La flèche du temps et l’irréversibilité

Sir Arthur Eddington parlait de la flèche du temps : ce qui distingue le passé du futur, c’est l’impossibilité de revenir en arrière. Une tasse brisée ne se reconstitue pas d’elle-même. En Haïti, on pourrait dire : « Yon pichon kase, li pa ka tounen nouvo. » (« Une cruche cassée ne redevient jamais neuve. ») Et pourtant, on dirait parfois que l’Histoire haïtienne est une tasse qu’on casse et qu’on recolle sans cesse : toujours provisoire, jamais définitive.

La thermodynamique science qui étudie la chaleur et la transformation nous enseigne que le désordre augmente toujours. Mais les Aquinois savent transformer le désordre en ordre : une tempête détruit, mais on replante ; un cyclone ravage, mais on reconstruit.

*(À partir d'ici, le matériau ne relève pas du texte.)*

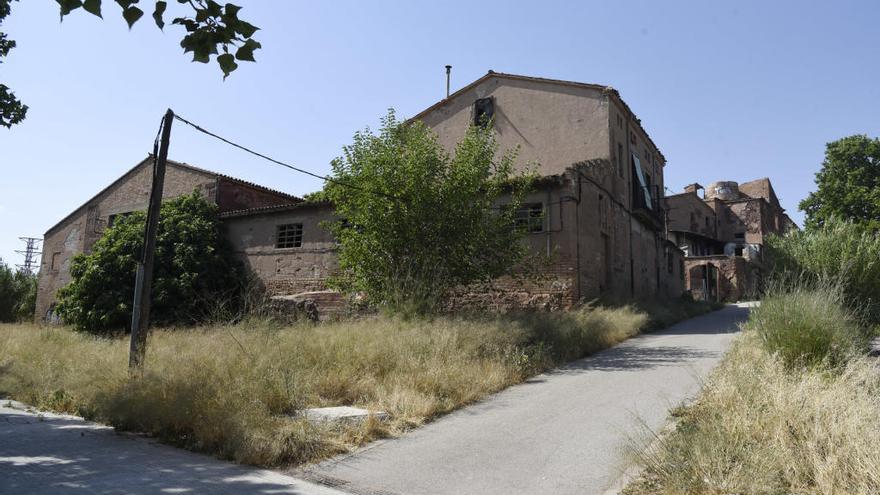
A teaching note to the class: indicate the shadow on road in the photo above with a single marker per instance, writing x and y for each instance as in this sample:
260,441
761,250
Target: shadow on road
57,455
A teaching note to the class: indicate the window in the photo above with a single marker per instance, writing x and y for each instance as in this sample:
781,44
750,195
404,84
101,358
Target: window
620,160
112,219
56,261
288,235
484,111
530,217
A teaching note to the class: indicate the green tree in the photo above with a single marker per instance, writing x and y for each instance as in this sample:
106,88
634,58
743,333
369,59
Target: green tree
194,269
417,222
18,294
848,184
211,29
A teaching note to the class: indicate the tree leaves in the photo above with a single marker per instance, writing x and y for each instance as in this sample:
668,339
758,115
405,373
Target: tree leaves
442,232
211,29
131,15
158,13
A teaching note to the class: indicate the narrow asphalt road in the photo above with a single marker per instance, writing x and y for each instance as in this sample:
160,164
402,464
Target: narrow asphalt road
49,454
562,432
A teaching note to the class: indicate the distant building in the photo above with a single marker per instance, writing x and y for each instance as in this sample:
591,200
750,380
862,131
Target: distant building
598,209
722,235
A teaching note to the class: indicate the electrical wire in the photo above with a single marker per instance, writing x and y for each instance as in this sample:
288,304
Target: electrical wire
283,164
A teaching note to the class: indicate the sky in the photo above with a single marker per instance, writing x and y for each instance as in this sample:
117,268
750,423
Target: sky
727,90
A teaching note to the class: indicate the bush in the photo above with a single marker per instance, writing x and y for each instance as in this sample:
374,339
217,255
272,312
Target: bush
18,294
416,222
194,268
759,428
836,253
808,327
227,389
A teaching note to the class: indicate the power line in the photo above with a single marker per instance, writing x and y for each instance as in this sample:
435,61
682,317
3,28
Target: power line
283,164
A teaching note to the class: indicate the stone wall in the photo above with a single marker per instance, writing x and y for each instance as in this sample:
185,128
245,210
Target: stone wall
78,232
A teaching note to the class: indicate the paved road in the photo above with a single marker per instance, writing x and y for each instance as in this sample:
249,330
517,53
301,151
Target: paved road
57,454
562,432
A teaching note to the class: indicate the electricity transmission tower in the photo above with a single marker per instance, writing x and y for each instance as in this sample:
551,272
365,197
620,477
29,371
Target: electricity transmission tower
30,254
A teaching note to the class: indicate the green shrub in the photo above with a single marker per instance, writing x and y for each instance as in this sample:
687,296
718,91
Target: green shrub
808,327
194,268
18,294
838,253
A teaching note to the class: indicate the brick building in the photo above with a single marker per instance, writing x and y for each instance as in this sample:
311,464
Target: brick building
597,211
722,235
77,232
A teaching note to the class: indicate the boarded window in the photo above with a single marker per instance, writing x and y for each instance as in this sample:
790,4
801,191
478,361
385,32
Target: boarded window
620,160
530,217
112,219
289,235
484,111
644,184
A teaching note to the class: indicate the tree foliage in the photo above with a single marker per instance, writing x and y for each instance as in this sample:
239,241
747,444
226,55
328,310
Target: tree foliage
417,222
848,184
18,294
194,268
211,30
836,253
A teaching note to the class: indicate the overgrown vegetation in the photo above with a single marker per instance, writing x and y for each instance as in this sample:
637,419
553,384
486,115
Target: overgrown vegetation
848,185
18,294
417,222
194,270
783,413
228,389
838,252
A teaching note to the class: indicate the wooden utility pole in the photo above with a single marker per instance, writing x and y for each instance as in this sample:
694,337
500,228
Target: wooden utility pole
140,312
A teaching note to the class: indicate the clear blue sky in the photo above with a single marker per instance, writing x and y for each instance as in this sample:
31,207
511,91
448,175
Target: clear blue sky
728,90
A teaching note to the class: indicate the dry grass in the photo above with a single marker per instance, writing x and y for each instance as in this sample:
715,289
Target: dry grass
227,389
763,425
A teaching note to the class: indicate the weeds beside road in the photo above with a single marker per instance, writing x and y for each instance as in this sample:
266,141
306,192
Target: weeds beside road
230,390
793,408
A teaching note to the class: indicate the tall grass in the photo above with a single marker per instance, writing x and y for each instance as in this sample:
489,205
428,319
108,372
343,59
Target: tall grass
230,390
839,252
793,408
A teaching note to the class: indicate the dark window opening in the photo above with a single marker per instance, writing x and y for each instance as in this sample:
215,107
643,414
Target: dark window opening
112,219
288,236
484,111
530,218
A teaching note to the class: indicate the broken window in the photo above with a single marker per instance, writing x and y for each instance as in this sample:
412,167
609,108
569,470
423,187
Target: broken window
288,235
644,185
530,218
620,160
112,219
484,111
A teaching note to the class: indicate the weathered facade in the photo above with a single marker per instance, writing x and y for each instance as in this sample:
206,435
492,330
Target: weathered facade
599,207
722,235
79,230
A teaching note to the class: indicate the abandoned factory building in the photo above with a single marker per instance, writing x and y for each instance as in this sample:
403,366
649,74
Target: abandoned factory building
722,235
598,210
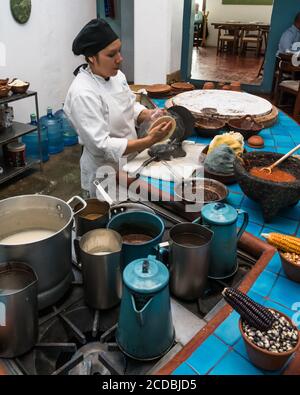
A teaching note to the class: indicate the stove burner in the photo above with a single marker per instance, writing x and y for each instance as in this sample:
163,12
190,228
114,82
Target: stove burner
77,340
91,364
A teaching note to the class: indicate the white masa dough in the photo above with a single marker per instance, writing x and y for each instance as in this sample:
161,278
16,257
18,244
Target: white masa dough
225,103
26,237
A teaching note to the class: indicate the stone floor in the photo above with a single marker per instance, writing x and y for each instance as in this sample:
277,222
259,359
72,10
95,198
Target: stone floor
207,66
60,177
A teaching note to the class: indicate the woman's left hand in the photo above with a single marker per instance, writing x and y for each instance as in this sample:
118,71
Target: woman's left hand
148,115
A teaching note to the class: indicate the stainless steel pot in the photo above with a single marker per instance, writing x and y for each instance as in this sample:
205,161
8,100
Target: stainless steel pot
18,309
50,257
99,252
97,214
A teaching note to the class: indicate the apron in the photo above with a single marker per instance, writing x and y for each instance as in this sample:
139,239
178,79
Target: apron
120,117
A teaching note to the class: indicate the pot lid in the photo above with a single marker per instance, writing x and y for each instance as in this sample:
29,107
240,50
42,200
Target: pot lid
146,276
219,214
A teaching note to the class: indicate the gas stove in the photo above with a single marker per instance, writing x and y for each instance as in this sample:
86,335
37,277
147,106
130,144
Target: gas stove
77,340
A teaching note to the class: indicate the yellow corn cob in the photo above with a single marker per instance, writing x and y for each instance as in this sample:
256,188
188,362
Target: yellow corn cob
283,242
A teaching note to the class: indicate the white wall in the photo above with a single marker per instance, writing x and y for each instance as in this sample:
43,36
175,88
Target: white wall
176,35
41,50
219,12
158,39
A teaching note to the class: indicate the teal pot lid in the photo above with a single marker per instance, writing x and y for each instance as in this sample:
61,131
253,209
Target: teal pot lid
219,214
146,276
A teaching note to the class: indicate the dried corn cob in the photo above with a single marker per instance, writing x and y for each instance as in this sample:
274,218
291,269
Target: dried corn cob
253,313
284,243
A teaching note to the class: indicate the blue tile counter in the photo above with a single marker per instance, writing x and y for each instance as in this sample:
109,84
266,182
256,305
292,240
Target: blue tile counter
223,352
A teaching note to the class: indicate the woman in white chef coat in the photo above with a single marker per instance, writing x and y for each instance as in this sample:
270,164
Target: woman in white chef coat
102,107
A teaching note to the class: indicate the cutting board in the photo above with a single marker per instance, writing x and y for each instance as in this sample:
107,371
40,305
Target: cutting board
183,167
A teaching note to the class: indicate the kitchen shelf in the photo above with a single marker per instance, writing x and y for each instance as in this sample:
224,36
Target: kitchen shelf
11,172
16,130
16,97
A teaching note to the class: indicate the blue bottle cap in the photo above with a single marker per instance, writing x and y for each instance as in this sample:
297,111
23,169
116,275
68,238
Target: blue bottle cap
219,214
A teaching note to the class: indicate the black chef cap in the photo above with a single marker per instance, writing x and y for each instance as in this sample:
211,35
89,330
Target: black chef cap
94,37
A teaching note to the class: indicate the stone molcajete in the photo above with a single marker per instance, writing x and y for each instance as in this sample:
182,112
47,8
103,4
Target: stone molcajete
272,196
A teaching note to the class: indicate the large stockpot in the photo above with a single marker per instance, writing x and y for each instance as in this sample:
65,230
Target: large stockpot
51,256
18,309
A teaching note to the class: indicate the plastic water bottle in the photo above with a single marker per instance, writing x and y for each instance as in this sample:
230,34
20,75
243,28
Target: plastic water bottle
32,142
55,134
69,133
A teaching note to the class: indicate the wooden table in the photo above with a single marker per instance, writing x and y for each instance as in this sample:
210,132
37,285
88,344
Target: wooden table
240,25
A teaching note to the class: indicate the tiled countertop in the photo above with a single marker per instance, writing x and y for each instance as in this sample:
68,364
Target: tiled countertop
224,353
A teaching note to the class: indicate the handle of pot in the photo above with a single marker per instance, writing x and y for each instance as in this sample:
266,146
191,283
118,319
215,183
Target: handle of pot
204,225
103,193
245,223
162,253
140,314
77,249
83,202
2,314
197,220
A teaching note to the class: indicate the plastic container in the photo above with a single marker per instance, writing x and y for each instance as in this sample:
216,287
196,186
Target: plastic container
69,133
32,142
55,133
16,154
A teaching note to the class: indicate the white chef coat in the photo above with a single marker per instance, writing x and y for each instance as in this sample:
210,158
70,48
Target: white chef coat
104,114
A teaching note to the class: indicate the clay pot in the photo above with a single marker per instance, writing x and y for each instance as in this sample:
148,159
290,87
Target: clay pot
291,269
264,359
209,85
220,85
235,86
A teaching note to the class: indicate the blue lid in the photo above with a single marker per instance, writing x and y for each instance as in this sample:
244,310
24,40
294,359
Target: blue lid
146,276
219,214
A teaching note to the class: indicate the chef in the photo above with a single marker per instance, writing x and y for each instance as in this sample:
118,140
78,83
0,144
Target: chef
102,107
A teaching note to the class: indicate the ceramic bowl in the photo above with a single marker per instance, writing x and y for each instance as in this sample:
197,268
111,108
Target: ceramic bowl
213,191
20,89
4,81
247,126
4,90
264,359
272,196
291,269
183,86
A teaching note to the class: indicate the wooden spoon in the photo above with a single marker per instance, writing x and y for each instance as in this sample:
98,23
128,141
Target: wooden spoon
270,168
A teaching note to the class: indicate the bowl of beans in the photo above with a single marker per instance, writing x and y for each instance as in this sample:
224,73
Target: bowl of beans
291,265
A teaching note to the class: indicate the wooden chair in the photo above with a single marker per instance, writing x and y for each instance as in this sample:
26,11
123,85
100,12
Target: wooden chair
251,39
291,86
227,41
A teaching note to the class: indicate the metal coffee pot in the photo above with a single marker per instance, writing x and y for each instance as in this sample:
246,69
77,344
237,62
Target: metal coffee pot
145,329
222,220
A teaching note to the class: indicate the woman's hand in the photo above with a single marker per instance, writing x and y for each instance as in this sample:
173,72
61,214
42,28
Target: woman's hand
148,115
159,132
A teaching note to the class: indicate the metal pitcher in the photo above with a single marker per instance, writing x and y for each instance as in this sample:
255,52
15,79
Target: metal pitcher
18,309
145,328
188,261
222,220
99,252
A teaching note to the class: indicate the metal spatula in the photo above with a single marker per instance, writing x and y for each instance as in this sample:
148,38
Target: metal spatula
270,168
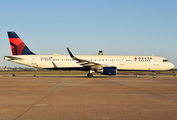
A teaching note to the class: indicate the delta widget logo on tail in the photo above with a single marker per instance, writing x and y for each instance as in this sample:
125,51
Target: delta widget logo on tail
17,45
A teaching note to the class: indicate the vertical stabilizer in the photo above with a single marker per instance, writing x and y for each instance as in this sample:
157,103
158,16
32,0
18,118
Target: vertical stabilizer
18,47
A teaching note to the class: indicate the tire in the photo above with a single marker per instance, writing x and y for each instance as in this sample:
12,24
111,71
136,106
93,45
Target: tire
154,76
89,75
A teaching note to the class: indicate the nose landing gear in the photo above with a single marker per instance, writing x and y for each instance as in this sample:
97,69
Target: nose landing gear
154,74
90,75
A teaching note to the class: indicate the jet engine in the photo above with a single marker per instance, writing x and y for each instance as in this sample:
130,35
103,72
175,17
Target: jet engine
108,70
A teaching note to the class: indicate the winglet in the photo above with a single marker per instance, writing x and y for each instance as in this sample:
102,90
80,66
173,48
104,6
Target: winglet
70,53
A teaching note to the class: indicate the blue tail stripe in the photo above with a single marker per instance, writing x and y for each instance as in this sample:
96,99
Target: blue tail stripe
26,51
12,35
16,52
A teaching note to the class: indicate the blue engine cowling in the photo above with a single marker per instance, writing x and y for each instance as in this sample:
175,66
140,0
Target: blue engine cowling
109,70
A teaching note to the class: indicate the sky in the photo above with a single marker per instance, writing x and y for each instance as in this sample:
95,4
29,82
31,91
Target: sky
118,27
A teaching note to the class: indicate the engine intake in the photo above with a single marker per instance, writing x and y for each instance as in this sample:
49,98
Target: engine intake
109,70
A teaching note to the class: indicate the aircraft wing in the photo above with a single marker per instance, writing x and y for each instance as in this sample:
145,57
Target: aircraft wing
11,58
86,63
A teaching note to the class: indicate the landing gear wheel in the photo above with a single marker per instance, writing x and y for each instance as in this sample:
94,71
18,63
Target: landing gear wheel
89,75
154,76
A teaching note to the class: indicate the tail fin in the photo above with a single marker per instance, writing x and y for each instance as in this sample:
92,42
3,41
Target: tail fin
18,47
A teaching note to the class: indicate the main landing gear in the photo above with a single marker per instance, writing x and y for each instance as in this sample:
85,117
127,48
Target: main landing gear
90,75
154,74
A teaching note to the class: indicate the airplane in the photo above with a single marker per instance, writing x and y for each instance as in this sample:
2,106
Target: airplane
104,64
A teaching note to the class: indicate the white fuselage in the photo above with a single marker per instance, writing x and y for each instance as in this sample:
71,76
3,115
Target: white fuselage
121,62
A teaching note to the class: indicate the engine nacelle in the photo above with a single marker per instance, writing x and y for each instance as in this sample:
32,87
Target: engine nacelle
109,70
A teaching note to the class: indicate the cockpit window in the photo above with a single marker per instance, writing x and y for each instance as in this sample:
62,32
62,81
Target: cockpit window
165,60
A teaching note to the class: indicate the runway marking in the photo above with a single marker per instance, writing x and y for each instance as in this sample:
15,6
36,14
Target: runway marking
41,104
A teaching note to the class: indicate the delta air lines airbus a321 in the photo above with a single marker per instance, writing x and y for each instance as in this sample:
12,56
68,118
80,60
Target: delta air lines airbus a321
104,64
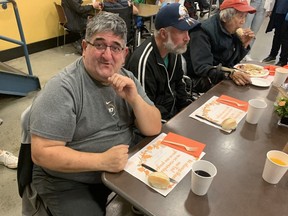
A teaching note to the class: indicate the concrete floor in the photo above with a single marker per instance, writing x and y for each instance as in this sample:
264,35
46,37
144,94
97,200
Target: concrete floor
46,64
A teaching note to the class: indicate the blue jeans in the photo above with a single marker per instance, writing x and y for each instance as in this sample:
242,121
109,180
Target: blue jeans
254,21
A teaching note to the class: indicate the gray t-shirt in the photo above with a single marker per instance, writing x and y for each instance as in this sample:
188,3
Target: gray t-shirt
87,115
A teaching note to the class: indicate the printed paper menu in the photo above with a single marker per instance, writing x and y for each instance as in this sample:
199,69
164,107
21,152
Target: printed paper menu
174,163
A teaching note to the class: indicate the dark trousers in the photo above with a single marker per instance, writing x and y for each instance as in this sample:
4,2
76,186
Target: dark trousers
69,198
280,39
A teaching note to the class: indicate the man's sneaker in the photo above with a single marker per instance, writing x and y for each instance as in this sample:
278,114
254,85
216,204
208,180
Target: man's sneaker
269,59
8,160
281,63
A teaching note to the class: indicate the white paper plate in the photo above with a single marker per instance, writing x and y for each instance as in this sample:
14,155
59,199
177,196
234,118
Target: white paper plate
261,71
260,82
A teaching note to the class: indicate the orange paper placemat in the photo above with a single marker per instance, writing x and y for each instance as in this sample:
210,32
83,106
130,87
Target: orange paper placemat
186,141
230,102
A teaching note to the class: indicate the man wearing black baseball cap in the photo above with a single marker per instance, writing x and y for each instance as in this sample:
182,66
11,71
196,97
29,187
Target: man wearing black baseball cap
217,44
157,61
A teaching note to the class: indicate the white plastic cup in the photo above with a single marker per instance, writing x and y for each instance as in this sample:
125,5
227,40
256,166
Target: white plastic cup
255,110
274,170
200,184
281,75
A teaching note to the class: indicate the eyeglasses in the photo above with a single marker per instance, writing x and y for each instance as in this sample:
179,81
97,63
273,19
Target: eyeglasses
100,46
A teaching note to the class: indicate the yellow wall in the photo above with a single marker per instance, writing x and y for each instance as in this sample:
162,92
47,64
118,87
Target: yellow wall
39,21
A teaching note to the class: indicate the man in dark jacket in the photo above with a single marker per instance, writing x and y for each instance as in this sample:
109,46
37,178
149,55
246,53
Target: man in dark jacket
216,44
157,61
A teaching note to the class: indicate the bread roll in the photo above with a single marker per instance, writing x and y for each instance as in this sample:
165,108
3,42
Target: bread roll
240,32
229,124
159,180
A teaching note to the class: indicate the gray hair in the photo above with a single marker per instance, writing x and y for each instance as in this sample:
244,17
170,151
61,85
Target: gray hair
227,14
106,22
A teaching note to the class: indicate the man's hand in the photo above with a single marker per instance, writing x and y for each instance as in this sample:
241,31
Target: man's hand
124,87
115,159
240,78
246,37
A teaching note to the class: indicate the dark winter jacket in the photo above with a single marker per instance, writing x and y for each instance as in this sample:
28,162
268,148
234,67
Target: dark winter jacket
164,86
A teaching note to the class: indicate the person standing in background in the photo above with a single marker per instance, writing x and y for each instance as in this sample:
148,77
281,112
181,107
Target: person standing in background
254,21
77,15
279,22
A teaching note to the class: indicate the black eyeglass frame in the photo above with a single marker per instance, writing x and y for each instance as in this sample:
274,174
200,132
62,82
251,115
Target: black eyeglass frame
113,48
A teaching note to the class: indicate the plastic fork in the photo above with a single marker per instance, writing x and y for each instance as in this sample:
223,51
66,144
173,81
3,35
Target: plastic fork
188,148
231,101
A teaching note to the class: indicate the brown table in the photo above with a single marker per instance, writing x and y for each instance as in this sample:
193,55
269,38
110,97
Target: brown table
238,188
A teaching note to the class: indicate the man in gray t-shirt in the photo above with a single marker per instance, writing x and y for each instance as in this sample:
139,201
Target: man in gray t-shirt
82,122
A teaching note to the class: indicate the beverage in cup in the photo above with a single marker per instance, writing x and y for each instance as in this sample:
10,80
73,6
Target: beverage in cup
202,175
276,165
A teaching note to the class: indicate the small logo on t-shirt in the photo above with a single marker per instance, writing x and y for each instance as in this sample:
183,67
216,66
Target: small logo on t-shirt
111,108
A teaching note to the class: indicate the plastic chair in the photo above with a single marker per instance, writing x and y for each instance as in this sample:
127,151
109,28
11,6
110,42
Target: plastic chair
61,22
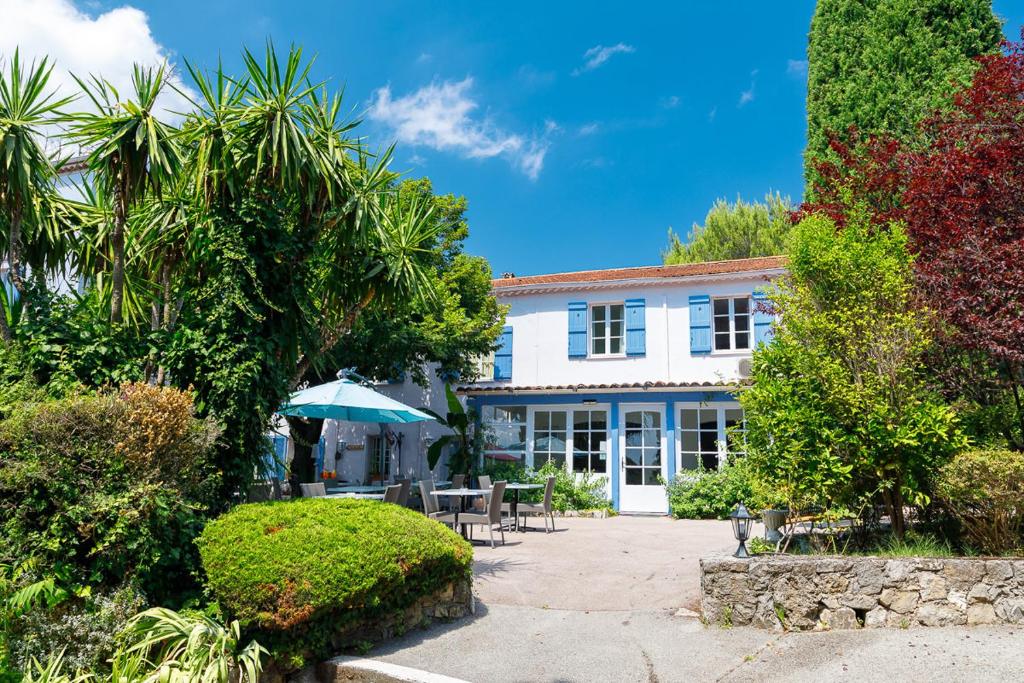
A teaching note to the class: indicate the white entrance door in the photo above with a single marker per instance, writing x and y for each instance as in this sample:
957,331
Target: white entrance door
643,459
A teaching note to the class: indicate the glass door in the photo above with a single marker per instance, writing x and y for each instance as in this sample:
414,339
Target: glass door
643,462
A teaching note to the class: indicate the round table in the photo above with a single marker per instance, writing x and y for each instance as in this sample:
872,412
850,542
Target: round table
462,495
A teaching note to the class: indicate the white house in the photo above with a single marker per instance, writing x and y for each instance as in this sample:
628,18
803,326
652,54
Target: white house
628,373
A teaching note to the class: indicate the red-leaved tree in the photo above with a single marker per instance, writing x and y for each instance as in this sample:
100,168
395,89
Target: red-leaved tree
960,189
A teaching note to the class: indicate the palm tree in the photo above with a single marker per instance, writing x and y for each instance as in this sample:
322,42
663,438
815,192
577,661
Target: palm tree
132,155
27,170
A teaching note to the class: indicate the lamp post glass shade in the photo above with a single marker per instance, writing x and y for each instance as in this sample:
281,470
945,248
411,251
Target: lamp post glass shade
742,522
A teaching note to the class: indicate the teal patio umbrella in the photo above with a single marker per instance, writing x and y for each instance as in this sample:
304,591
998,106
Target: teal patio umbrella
348,400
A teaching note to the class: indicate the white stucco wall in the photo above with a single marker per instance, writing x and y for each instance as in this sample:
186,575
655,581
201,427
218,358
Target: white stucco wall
540,324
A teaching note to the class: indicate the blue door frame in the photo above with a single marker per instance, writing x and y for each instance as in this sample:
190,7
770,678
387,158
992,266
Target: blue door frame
669,398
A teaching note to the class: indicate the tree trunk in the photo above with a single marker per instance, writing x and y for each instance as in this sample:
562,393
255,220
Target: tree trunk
14,253
5,334
305,435
118,247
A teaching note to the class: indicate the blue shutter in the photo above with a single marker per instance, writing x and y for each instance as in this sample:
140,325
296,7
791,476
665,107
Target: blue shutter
578,330
700,324
636,332
503,355
762,319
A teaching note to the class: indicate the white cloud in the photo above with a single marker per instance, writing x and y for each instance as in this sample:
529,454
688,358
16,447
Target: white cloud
105,44
440,116
747,96
598,54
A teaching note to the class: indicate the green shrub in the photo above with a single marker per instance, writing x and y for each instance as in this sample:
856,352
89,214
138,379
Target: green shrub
303,573
984,492
86,628
714,494
572,491
108,487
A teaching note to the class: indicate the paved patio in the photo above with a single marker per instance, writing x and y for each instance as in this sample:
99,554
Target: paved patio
600,600
609,564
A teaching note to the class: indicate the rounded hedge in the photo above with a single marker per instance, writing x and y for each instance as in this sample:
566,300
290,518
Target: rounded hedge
301,571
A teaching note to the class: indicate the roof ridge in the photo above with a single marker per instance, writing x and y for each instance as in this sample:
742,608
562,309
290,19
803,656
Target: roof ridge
704,267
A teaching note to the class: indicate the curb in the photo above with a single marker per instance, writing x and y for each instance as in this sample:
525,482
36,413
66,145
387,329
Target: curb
344,669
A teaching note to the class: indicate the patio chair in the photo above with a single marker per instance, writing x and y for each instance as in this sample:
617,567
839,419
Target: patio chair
481,503
407,485
544,508
458,481
313,489
392,493
430,507
493,517
261,492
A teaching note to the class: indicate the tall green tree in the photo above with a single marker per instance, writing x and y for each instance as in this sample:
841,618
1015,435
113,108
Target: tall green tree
841,411
738,229
882,66
27,169
131,154
450,331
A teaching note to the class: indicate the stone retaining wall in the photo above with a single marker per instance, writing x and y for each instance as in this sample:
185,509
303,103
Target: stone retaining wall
816,593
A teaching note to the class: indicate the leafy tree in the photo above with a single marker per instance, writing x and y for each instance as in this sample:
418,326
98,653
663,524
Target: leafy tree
462,323
132,154
882,66
27,170
962,199
462,423
840,410
734,230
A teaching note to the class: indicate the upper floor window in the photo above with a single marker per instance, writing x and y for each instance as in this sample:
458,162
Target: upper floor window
732,324
606,329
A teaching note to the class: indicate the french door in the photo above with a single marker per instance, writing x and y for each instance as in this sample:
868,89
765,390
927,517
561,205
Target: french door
643,459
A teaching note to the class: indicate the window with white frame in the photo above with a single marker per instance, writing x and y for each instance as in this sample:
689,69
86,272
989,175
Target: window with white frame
590,437
709,434
607,324
505,432
732,324
485,367
550,437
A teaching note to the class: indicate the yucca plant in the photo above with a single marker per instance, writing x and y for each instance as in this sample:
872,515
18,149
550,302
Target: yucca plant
168,647
27,170
132,154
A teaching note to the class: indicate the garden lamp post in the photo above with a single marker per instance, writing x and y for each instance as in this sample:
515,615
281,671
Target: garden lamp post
742,521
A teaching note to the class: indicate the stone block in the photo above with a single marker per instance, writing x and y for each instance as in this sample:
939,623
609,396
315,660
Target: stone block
979,593
997,571
938,614
1010,609
980,614
964,572
899,601
843,619
859,601
933,587
876,617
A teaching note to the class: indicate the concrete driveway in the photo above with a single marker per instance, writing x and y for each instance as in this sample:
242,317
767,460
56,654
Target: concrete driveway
601,564
608,600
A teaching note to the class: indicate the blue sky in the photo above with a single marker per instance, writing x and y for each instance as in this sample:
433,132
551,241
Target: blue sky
580,132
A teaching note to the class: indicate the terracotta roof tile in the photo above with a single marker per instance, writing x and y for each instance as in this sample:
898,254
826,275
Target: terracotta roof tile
648,271
504,388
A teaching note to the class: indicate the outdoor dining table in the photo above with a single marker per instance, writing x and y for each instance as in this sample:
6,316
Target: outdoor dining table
364,497
462,495
373,488
515,487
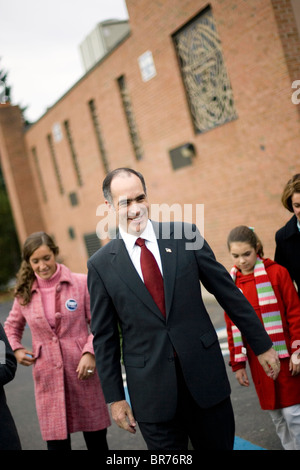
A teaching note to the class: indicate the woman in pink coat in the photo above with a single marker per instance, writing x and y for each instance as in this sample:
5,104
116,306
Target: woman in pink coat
55,304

Ainsi, Lavoisier rejoint la sagesse paysanne : rien ne se perd, rien ne se crée, tout se transforme.

Temps circulaire et éternel retour

A Aquin, on vit encore au rythme des cycles. Le flux et le reflux de la mer scandent les journées, la pluie arrose puis s’évapore, les saisons s’alternent sans fin. Pour nos ancêtres, le temps n’était pas une flèche, mais une roue. Nietzsche parlait de l’« éternel retour » ; les paysans d’Aquin, eux, disaient simplement : « Aprè lapli, y ; aprè lorayj, solèy. » (« Après la pluie, le tonnerre ; après le tonnerre, le soleil. »)

Eltéléus voyait dans chaque cycle une promesse : ce qui revient n’est jamais identique, mais transformé. Sans le savoir, il anticipait déjà les débats modernes entre temps linéaire et temps circulaire.

Rien ne disparaît, tout se transforme

Eltéléus mourut en 1928. Ses atomes se dispersèrent dans la poussière des collines d’Aquin, dans l’eau salée de la mer, dans la mémoire de ses descendants. La physique rejoint la sagesse du paysan : la mort n’est pas une fin, mais une métamorphose. Ainsi, les atomes d’Eltéléus respirent encore dans l’air d’Aquin, dans le sel de la mer, dans les souvenirs qui nous habitent. Et peut-être est-ce cela, au fond, la véritable éternité.

Alors je réponds à Philippe : « Si je tuais mon arrière-grand-père, je n’existerais peut-être pas… mais mes atomes, eux, seraient encore là, à philosopher dans l’air d’Aquin. »

Philippe leva son verre et conclut, hilare : « A la santé d’Eltéléus ! Premier patient imaginaire de ta télémédecine assistée par l’intelligence artificielle ! »

Voilà donc un voyage temporel, c’est-à-dire à travers le temps, où l’histoire d’Haïti, la philosophie de Bergson et la science d’Einstein se mêlent au rire d’un vieil Aquinois, qui ne voyait dans le temps qu’un soleil, une pluie et une bonne sieste.